Adrian Appiolaza to Exit Moschino After Brief Tenure

Adrian Appiolaza is leaving Moschino after just over two years as creative director, marking one of the shortest tenures at a major Italian fashion house in recent memory. The news, confirmed by parent company Aeffe, arrives during Milan Men’s Fashion Week and catches the industry mid-stride.

Industry speculation points to strategic differences between Appiolaza and Aeffe management regarding the brand’s creative direction and price positioning. Neither party has offered public comment beyond a brief joint statement confirming the amicable separation.

Appiolaza joined Moschino in early 2024 following the sudden passing of Davide Renne, who had held the role for only a few weeks after succeeding the legendary Jeremy Scott. The Argentine-born designer brought a quieter, more conceptual hand to a house known for maximalist provocation, replacing cartoonish exuberance with draped silhouettes and cerebral tailoring.
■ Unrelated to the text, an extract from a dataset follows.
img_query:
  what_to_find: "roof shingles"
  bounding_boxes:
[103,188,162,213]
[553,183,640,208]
Moschino now joins the growing list of houses searching for a creative director at a moment when the luxury market is recalibrating after two years of slowing demand. The appointment will test whether Aeffe doubles down on the house’s heritage of irony or pivots again toward a different creative vocabulary.

His collections received measured critical praise — his Fall 2025 show layered surrealist references over rigorous construction — but commercial reception was reportedly uneven. Moschino’s identity had been so thoroughly shaped by Scott’s seventeen-year reign that any departure from that template faced an uphill battle in the brand’s core markets.